Sunday, November 13, 2011
It was her first show in Lawrence in several years, and Lucinda Williams was sick. But she put on her black leather jacket and soldiered onto stage last night at Liberty Hall, 644 Mass.
Early in the show, she briefly warned the audience about her cold.
“It sucks,” she said between coughs and swigs of water.
The show did not, however, as Williams played a mostly upbeat set list that offered a taste of her latest album, “Blessed,” but was largely a walk down the alt-country maven’s hall of classics. She delighted long-time fans by opening with “Can’t Let Go” and, two songs later, “Drunken Angel” from 1998’s Grammy-winning “Car Wheels on a Gravel Road,” the quintessential Williams album for many — and thus, perhaps, the one an artist might get sick of referencing. But later in the show she happily ripped into “Joy,” a bluesy self-empowerment anthem recently adopted by some factions of the Occupy protest movement. The crowd sang along with abandon, fists pumping into the air. Rolling Stone named “Car Wheels” among the 500 greatest albums of all time for a reason.
While Williams didn’t directly reference the political, she quickly cited the current Penn State controversy and other news items in introducing “People Talkin’,” a swinging diatribe against the world and the sorry bastards who populate it (“Livin’ is full of misery and pain/ Somebody called you a dirty name”).
“There is so much to be pissed off about right now,” Williams told the cheering audience. Also from 2003’s “World Without Tears,” she played the crowd-favorite title track, as well as “Real Live Bleeding Fingers” and “2 Kool 2 Be 4 Gotten” (inspired in part, she said, by the Birney Imes photography book “Juke Joint”).

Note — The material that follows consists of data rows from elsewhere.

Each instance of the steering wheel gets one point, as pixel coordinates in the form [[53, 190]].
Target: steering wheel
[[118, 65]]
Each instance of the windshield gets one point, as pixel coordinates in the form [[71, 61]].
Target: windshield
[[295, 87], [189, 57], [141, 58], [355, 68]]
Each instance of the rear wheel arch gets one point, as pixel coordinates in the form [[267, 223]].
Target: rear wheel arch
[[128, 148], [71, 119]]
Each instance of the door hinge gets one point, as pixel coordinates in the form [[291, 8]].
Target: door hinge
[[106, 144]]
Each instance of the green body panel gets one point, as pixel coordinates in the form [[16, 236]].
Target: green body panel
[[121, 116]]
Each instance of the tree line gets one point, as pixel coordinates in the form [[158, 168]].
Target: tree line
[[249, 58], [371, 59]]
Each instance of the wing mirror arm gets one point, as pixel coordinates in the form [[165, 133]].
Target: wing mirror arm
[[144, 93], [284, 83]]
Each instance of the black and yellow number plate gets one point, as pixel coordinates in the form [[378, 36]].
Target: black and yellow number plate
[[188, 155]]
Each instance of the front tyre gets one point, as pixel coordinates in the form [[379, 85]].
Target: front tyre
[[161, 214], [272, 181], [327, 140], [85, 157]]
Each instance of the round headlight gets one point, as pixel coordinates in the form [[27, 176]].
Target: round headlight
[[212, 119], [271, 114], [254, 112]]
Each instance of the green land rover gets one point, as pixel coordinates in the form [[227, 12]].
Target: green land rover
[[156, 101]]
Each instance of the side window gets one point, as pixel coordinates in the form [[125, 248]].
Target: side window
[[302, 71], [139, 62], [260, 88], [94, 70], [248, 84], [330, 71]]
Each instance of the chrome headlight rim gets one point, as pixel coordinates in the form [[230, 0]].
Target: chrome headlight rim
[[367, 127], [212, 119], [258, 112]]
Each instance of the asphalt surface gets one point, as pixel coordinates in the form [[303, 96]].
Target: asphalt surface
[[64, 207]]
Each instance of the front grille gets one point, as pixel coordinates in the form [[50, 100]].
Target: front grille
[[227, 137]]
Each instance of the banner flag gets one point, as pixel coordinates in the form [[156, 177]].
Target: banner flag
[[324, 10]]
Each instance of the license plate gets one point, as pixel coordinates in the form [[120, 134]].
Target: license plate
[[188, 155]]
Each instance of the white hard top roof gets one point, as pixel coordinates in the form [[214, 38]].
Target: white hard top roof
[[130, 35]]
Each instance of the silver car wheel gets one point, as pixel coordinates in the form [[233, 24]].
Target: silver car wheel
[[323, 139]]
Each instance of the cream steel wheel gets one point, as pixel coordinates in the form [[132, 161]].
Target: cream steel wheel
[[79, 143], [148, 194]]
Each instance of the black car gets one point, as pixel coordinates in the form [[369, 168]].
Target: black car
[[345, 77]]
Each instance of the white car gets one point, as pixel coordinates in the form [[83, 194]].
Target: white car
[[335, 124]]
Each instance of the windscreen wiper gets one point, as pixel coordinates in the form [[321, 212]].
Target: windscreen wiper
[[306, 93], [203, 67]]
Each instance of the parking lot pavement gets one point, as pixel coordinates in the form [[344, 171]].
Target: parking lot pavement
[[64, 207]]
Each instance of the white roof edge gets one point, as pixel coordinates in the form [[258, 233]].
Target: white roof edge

The four-piece band reimagined two songs from 2001’s “Essence”: “Steal Your Love” got real funky with the help of bass player David Sutton, and guitarist Blake Mills, who had gone solo as the opening act, put a psychedelic riff on that album’s title track.
For most of the evening, though, Mills worked a mean slide on his guitar strings — the sound of which feels at home on any Williams cut but has a larger presence on the “Blessed” album than on many of her studio recordings.

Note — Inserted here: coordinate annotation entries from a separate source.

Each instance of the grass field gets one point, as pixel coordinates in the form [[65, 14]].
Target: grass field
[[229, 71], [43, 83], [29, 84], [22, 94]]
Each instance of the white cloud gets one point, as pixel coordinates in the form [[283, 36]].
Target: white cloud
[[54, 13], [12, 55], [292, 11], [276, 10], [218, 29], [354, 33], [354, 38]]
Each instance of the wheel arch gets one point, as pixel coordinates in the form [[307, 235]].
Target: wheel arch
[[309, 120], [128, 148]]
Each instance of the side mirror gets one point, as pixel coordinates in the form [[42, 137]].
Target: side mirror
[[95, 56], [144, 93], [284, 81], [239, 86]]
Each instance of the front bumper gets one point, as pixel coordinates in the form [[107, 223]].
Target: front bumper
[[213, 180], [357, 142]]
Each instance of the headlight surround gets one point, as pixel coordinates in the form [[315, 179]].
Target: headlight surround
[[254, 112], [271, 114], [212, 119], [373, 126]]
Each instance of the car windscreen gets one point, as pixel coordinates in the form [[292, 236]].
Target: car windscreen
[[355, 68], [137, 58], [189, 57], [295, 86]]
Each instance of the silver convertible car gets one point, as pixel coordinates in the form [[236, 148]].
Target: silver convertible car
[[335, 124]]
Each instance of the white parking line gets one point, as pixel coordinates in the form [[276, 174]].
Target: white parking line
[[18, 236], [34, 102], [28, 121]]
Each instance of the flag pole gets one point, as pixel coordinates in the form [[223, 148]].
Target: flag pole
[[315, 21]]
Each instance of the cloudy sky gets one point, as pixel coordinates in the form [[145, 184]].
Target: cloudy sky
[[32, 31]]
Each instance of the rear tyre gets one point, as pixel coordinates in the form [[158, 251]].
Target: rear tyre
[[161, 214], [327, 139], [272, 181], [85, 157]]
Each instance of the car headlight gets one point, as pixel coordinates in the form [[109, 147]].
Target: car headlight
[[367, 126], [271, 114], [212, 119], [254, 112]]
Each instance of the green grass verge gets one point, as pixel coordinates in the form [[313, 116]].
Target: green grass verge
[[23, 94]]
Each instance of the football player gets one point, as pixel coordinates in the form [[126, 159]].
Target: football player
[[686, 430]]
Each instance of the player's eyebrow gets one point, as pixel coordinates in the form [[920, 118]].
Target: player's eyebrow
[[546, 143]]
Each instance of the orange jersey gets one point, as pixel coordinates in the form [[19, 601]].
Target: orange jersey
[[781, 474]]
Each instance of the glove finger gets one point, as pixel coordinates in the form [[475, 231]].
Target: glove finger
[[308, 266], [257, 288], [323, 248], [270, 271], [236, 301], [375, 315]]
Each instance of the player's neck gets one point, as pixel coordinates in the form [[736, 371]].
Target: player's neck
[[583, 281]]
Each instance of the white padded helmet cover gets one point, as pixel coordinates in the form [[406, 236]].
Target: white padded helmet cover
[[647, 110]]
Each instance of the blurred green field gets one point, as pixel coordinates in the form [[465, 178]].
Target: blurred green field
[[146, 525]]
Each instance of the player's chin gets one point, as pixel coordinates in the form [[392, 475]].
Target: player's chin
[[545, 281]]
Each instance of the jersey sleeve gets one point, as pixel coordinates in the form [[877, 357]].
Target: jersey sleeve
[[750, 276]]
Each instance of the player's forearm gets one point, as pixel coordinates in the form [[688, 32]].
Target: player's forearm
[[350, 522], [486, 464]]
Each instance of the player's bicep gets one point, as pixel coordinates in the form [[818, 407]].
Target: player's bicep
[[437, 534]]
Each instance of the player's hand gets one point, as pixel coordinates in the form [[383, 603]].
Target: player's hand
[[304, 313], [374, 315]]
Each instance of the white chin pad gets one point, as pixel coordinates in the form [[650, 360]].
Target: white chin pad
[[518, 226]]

From that record, Williams had Liberty Hall swaying and lighter-flicking to the tender proclamation “You Were Born to Be Loved,” and she poignantly introduced “Copenhagen” as a meditation on hearing of longtime manager Frank Callari’s death while touring in Europe (“You are flecks of light/ You are missed”). Crowd members audibly oohed and aahed over that soft melody, which twinkled thanks to longtime drummer Butch Norton. The song inspired Williams’ first-ever music video, a haunting animation by Dave Ellis, co-creator of Cartoon Network’s “Squidbillies” (“’South Park’ on acid,” Williams said), for which Williams supplied a version of the intro song in 2010.

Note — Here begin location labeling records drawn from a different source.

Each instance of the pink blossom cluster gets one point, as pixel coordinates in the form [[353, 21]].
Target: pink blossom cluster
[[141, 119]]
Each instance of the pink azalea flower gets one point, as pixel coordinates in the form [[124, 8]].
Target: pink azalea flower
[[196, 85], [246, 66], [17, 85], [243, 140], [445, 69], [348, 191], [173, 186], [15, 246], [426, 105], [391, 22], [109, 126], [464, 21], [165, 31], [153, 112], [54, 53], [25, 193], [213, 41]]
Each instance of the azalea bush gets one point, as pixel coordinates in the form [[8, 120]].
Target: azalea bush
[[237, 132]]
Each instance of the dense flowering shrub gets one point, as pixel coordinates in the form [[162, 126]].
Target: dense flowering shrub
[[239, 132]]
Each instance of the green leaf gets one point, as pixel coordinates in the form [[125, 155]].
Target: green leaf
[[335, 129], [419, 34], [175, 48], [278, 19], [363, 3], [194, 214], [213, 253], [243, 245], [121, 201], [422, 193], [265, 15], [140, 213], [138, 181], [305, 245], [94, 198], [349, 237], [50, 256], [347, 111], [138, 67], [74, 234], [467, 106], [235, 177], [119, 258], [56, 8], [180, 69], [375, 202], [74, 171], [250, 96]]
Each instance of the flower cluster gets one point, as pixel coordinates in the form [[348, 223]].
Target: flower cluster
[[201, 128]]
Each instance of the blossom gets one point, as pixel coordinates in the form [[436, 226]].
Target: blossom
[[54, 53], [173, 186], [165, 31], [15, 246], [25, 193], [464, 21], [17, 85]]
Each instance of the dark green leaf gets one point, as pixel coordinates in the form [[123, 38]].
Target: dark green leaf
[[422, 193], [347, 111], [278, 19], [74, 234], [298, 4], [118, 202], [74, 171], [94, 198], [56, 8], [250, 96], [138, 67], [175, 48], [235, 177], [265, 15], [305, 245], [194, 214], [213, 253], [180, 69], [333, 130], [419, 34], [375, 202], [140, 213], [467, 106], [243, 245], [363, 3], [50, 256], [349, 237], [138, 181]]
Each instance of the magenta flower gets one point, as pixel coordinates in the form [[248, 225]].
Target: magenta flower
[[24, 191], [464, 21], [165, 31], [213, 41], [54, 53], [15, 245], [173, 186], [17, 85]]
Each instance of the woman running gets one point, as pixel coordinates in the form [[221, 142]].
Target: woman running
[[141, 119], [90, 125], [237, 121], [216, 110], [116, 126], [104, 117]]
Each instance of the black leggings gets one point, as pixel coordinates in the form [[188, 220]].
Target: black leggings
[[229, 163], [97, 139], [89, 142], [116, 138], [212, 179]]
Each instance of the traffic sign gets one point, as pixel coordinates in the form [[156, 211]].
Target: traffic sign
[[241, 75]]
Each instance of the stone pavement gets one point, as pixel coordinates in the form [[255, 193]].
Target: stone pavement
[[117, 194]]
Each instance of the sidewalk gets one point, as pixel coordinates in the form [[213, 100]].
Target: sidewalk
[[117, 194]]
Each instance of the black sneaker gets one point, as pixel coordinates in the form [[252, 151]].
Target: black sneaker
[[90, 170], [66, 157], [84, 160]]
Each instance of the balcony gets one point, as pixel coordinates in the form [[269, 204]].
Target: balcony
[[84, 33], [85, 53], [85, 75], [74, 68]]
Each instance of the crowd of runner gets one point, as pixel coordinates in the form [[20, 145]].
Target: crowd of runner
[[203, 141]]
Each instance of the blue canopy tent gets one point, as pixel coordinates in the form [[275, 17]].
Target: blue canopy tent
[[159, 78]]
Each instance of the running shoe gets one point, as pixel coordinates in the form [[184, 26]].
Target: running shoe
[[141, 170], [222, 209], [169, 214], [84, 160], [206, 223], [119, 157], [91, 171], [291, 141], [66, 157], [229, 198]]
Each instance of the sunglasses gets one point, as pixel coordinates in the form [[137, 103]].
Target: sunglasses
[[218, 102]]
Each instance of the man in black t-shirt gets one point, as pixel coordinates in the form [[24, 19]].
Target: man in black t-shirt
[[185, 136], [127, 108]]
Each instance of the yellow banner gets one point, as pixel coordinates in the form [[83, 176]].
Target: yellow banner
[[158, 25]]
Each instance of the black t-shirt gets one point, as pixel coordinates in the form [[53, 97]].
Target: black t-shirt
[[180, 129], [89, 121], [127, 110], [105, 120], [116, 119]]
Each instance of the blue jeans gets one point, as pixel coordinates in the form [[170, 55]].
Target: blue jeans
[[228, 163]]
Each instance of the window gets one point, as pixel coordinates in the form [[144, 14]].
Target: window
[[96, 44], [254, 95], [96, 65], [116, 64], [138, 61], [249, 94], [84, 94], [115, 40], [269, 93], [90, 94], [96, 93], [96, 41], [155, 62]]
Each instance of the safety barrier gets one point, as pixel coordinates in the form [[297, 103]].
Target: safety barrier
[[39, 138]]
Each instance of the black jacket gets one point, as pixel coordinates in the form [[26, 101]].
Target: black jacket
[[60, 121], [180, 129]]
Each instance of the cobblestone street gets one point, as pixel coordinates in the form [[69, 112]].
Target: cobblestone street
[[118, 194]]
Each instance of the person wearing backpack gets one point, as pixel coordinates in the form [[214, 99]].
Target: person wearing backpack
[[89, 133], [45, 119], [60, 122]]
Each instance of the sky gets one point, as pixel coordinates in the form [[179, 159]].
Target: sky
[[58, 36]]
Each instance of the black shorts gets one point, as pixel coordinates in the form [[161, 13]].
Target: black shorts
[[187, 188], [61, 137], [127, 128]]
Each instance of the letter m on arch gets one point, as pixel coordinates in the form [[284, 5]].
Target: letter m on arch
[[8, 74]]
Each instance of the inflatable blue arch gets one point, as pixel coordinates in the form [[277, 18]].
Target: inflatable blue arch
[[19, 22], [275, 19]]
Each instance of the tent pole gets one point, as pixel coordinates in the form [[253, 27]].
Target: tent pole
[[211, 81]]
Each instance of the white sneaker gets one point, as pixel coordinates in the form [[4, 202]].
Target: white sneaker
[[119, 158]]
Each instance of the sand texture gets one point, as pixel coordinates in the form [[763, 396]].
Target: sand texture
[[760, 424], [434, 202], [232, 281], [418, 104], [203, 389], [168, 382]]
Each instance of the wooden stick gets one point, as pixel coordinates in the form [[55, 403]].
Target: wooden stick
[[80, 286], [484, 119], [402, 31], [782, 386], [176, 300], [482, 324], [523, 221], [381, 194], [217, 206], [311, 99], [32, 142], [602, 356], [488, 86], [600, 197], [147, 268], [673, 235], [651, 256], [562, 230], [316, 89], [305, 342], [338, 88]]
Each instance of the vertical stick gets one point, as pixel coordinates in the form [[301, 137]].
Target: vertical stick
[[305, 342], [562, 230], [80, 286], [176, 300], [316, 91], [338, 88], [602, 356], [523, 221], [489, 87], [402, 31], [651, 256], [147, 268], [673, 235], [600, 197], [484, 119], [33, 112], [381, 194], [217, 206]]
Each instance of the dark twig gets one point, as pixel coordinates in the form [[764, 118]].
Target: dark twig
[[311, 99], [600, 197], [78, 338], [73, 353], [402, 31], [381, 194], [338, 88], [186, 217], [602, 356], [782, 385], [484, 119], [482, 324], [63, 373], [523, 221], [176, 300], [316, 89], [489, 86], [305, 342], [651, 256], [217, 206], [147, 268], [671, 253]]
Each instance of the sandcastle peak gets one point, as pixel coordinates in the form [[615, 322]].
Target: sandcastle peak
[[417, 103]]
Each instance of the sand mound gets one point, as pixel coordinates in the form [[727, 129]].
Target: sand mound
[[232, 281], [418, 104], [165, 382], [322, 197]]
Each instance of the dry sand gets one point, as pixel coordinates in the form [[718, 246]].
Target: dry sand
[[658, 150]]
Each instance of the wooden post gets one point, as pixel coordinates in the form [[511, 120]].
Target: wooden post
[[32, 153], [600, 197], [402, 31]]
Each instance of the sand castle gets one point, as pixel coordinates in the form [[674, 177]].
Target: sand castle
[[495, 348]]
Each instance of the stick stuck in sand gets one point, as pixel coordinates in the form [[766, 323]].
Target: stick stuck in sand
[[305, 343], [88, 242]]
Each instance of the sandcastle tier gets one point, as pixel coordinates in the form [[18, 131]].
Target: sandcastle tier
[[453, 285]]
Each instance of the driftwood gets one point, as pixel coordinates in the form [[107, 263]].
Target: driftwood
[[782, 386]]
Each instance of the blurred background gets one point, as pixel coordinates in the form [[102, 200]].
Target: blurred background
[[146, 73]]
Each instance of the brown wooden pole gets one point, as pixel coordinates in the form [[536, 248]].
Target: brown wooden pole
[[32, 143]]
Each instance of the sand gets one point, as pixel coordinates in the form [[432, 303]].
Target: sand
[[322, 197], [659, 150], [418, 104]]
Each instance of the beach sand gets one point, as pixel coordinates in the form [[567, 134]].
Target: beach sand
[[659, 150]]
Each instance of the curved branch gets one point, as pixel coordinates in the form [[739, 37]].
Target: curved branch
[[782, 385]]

Williams unveiled the unrecorded “Stowaway in Your Heart,” an uptempo number with cheery vocal harmonies and lyrics about real-world love (“Thank you for giving me a place to hang around”) and covered “Tryin’ to Get to Heaven,” a song by major influence Bob Dylan, for whom she recorded a song on a recent Hank Williams tribute.
After closing with the hard-rocking “Honey Bee” from the 2008 album “Little Honey,” Williams returned for a three-song encore: the sweet title track from “Blessed,” the Allman Brothers’ “It’s Not My Cross to Bear” and Neil Young’s “Rockin’ in the Free World.”
The set list suggests that Williams cut the encore short — perhaps due to that nasty cold — by not playing the listed “Get Right With God,” the “Essence” record that won her a Grammy for Best Female Rock Vocal Performance. But she bid fans farewell with her first big smile of the night.
“I’ve always loved this town. Keep fighting,” she said.